Spend a day at any UK auction and the same names come round again and again. These aren't the rare or the exotic — they're the bread-and-butter cars that make up the bulk of every catalogue, because they're the cars Britain actually drives. Here are ten you'll see in almost every sale.
1. Ford Fiesta
For years the UK's best-selling car, so it's everywhere on the used market and everywhere at auction. Cheap to run, easy to sell, demand at every price point.
2. Vauxhall Corsa
The other supermini staple. Huge fleet and driving-school presence means a constant stream through the lanes, in every age and condition.
3. Ford Focus
The default family hatchback for a generation. High volumes, broad demand, and a model range wide enough that there's a Focus for nearly every buyer.
4. Volkswagen Golf
The "premium-ish" hatch that holds its value and its reputation. Always well-bid when clean, across petrol, diesel and the sportier variants.
5. Vauxhall Astra
A fleet and Motability favourite, which means steady, predictable supply of sensible, well-documented examples.

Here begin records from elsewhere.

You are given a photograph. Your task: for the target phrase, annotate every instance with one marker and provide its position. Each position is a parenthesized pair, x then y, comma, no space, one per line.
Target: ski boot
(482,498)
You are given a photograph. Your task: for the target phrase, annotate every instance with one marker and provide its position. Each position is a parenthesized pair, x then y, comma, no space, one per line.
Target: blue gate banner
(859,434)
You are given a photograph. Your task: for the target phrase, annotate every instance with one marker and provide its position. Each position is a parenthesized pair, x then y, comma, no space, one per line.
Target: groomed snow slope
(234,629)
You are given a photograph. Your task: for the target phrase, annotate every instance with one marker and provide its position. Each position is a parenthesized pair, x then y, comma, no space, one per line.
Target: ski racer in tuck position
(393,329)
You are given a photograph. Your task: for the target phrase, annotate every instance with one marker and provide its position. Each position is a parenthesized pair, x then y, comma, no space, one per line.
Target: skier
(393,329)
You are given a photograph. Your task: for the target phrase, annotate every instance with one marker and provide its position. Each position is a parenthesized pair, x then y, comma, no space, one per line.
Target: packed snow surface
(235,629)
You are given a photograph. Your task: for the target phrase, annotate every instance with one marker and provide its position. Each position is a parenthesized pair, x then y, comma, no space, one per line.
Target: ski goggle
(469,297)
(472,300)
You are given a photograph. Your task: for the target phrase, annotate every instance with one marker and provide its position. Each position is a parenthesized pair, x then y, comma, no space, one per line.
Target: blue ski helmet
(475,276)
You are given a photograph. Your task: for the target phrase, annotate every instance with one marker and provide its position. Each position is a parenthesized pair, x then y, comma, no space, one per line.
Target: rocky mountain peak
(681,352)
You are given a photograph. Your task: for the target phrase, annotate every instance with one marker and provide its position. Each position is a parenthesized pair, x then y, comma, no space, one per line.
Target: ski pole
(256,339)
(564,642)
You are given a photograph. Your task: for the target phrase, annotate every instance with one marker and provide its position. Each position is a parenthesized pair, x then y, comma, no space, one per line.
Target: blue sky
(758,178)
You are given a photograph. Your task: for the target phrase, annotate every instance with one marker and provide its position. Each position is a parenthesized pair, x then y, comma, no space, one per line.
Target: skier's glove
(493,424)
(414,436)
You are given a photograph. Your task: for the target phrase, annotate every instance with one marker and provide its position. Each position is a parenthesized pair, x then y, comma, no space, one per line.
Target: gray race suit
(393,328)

6. Ford Kuga / Nissan Qashqai
The family-SUV workhorses. The Qashqai practically created the crossover market in the UK, and both turn up in numbers as lease and fleet cars cycle out.
7. BMW 3 Series
The volume premium saloon and estate. Ex-business and ex-lease cars keep the supply high, and there's always retail demand for a tidy one.
8. Mercedes-Benz A-Class / C-Class
Premium badges that sell on the forecourt, fed into auction by company schemes and PCP returns in steady numbers.
9. MINI Hatch
Strong, loyal retail demand and high used values make clean examples a reliable fixture and a reliable seller.
10. Audi A3
The premium-hatch counterpart to the Golf it shares its bones with. Plentiful ex-lease supply, consistent demand.
Spot the pattern
Superminis, family hatches, family SUVs and premium-badge volume cars — the exact shape of what the country buys new ends up, a few years later, defining what fills the auction halls. The common cars are common for a reason: they sold in huge numbers once, and they sell in huge numbers again.